Fish swim as if they're riding bicycles

This article is more than 12 years old
Biologists have found striking parallels between a peloton of cyclists in the Tour de France and a school of fish

Fish, famously, have no need for bicycles, but schools of fish swim as though they were cyclists. Just like a Tour de France peloton, fish at the back of a school use the slipstream created by the stronger fish out in front to swim with less effort.

Fish swim in schools partly to evade predators and partly to improve their chances foraging for food. Until now, it was thought that these groups were egalitarian structures in which all members benefited equally in food terms, regardless of their position.

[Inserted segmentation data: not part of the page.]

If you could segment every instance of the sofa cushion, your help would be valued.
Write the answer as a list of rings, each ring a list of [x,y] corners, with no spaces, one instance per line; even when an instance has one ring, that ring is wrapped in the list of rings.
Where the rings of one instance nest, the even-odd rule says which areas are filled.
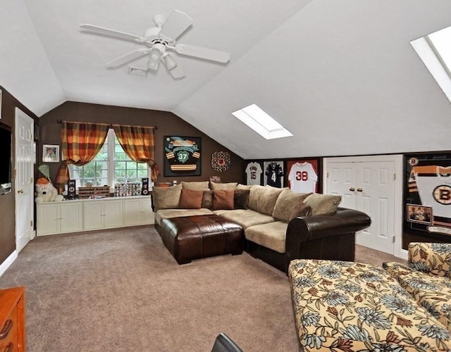
[[[249,189],[235,189],[233,202],[234,202],[234,208],[235,209],[247,209],[247,206],[249,204],[249,194],[250,193]]]
[[[451,280],[416,270],[400,263],[384,262],[385,270],[415,301],[451,332]]]
[[[260,199],[260,196],[263,194],[264,189],[264,187],[259,184],[256,184],[251,187],[249,194],[249,204],[247,206],[249,209],[259,211],[259,199]]]
[[[235,191],[238,182],[210,182],[210,188],[214,191]]]
[[[203,196],[203,191],[196,191],[182,187],[179,206],[182,209],[200,209],[202,206]]]
[[[202,208],[213,209],[213,191],[203,191],[202,194]]]
[[[300,201],[295,207],[290,214],[290,220],[291,221],[295,218],[299,218],[301,216],[310,216],[313,213],[311,207],[305,204],[305,203]]]
[[[276,251],[285,253],[285,234],[288,224],[284,221],[274,221],[267,224],[250,226],[245,230],[249,241]]]
[[[310,194],[304,200],[304,203],[311,208],[314,215],[334,213],[340,201],[341,196],[319,193]]]
[[[275,220],[272,216],[261,214],[250,209],[218,210],[214,210],[213,213],[240,224],[243,229],[254,225],[272,222]]]
[[[295,193],[290,189],[284,189],[277,197],[273,216],[278,220],[288,222],[290,220],[291,213],[311,193]]]
[[[382,268],[294,260],[288,277],[306,351],[447,351],[451,333]]]
[[[235,191],[214,191],[213,192],[213,209],[233,209]]]
[[[187,189],[195,189],[196,191],[208,191],[210,189],[209,181],[193,181],[191,182],[182,181],[181,184],[182,188]]]
[[[182,185],[169,187],[152,187],[152,198],[156,209],[177,208],[180,204]]]
[[[273,187],[268,185],[265,186],[259,199],[259,212],[272,215],[277,199],[283,189],[287,189]]]
[[[163,219],[169,219],[179,216],[209,215],[213,214],[210,209],[161,209],[155,213],[155,222],[161,225]]]

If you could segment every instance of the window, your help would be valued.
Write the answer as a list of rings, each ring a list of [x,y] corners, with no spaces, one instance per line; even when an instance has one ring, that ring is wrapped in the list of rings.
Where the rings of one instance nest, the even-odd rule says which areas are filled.
[[[110,129],[105,144],[95,158],[83,166],[69,165],[70,180],[77,180],[77,186],[104,186],[113,188],[116,182],[141,182],[149,177],[149,167],[145,163],[130,159],[119,144],[114,130]]]
[[[410,42],[450,101],[451,101],[450,42],[451,27]]]
[[[290,131],[256,104],[235,111],[232,115],[266,139],[292,136]]]

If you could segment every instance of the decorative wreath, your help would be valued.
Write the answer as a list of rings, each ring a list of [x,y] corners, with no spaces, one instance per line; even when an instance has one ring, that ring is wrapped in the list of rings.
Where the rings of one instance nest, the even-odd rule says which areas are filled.
[[[230,167],[230,154],[227,151],[215,151],[211,154],[211,168],[223,172]]]

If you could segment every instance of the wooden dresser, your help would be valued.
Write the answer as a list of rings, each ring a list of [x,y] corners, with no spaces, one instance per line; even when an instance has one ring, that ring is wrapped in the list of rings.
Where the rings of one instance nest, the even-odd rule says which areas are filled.
[[[25,288],[0,290],[0,351],[25,351]]]

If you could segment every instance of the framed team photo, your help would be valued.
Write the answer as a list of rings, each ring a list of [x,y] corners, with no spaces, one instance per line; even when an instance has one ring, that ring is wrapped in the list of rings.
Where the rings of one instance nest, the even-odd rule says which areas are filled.
[[[285,161],[282,160],[264,161],[263,167],[264,186],[268,184],[278,188],[284,187]]]
[[[319,158],[287,161],[286,184],[296,193],[321,193],[321,162]]]
[[[451,152],[405,154],[404,232],[451,238]]]

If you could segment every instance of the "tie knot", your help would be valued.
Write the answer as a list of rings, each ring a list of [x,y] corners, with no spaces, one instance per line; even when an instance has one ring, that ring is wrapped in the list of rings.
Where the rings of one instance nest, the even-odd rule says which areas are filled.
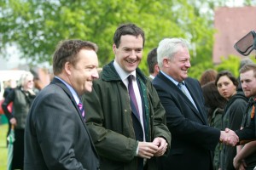
[[[79,109],[82,110],[82,108],[83,108],[83,104],[82,104],[81,102],[79,102],[78,105],[79,105]]]
[[[133,75],[130,75],[130,76],[128,76],[128,81],[129,81],[129,82],[131,82],[132,80],[133,80]]]

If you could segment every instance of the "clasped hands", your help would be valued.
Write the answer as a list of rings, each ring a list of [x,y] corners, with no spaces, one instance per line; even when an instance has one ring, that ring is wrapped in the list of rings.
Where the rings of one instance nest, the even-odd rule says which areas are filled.
[[[224,144],[236,146],[239,142],[239,138],[234,131],[225,128],[225,131],[220,131],[219,140]]]
[[[160,156],[166,151],[168,144],[166,139],[157,137],[153,142],[138,143],[138,156],[150,159],[153,156]]]

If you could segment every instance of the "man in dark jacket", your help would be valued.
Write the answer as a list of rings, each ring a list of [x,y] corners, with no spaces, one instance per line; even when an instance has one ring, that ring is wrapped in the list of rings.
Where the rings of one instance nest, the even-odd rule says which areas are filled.
[[[212,152],[219,140],[235,145],[238,138],[231,130],[228,133],[208,126],[201,85],[188,77],[191,65],[185,40],[163,39],[157,59],[160,71],[152,83],[166,109],[172,135],[170,153],[161,159],[162,169],[212,169]]]
[[[120,26],[113,37],[114,60],[94,81],[92,94],[84,95],[86,122],[102,170],[157,169],[155,156],[170,146],[165,110],[137,68],[143,45],[141,28]]]
[[[246,144],[234,158],[234,167],[253,169],[256,163],[256,131],[255,131],[255,106],[256,106],[256,65],[247,64],[240,70],[240,79],[244,94],[250,99],[248,107],[251,108],[245,115],[247,126],[242,130],[236,131],[240,144]],[[254,140],[254,141],[252,141]],[[251,142],[250,142],[251,141]],[[249,142],[249,143],[248,143]]]

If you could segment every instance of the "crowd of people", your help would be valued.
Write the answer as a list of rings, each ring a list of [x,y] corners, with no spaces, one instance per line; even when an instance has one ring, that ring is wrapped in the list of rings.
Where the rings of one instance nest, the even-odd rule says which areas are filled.
[[[120,25],[113,59],[98,71],[95,42],[65,40],[46,87],[27,71],[2,106],[15,141],[11,169],[232,170],[256,166],[256,65],[237,78],[189,76],[189,43],[164,38],[138,68],[145,34]],[[240,90],[239,90],[240,89]],[[8,105],[13,103],[12,111]]]

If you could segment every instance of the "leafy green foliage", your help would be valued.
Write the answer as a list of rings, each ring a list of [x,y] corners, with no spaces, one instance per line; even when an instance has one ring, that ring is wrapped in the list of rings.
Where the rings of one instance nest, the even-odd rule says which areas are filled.
[[[118,26],[133,22],[146,35],[140,65],[143,71],[148,74],[147,54],[161,39],[179,37],[191,44],[189,76],[199,78],[205,70],[213,67],[212,14],[219,2],[0,0],[0,52],[4,54],[8,46],[16,45],[21,58],[30,64],[51,64],[60,41],[78,38],[99,46],[100,66],[103,66],[113,60],[113,36]],[[202,12],[203,8],[207,10]]]

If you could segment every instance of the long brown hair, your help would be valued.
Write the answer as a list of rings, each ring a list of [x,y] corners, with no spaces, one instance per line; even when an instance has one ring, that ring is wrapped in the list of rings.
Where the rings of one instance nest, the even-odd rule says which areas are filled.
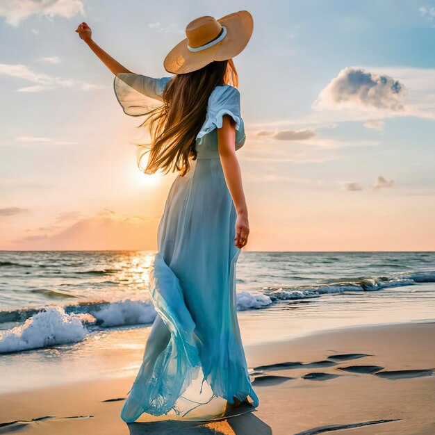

But a study published on Wednesday in Proceedings of the Royal Society B shows that the position of a fish in the school depends on how physically fit it is. The fittest swim at the front, where they get the pick of the best food.

The less impressive individuals swim towards the back of the school, but what they lose in quality food they make up for by swimming in the slipstream created by the fish in front of them. The slipstream reduces the drag on the fish at the back, allowing them to swim as fast as all the other fish without expending as much energy. The principle is the same as a group of cyclists who huddle close together during a race.

"Animals moving in coordinated groups, such as birds flying in formation or humans riding bicycles in a peloton, are often found to have reduced energetic costs of locomotion owing to various mechanisms allowing individuals to exploit areas of reduced drag created by more forward individuals," wrote the researchers.

In the latest experiment, researchers filmed schools of eight juvenile golden grey mullet in a swim tunnel, watching how individuals aligned themselves. They estimated the metabolic rate of the fish by measuring how fast the oxygen levels in the water were declining as the animals breathed and worked out the effort each fish was making by counting the number of beats it made with its tail.

Dr Shaun Killen, a biologist at the University of Glasgow, who led the work, found that trailing fish required fewer tail beats to swim at the same speed as individuals at the front of schools.

"Fish with higher rates of tail movement would have been working harder to propel themselves forward and therefore spending more energy," he said. "An analogy would be human runners: those taking the most steps each minute are those having to spend the most energy."

The researchers estimated that when the school was swimming at 30 centimetres per second, trailing fish were having to work 12% less hard compared with the fish they were following.

"One of the most interesting things that these results hint at is that there may be differences in energy demand or performance capacity between schools in the wild. It wouldn't be smart for a fish to join a school with others that are much slower or faster than it is," said Killen.

"Again, this is a bit similar to human runners. If a group of friends are going for a run it makes the most sense if they are all at a similar performance level: a slower person might find it difficult to keep up, while a person who is much faster would be limited by running with a slower group."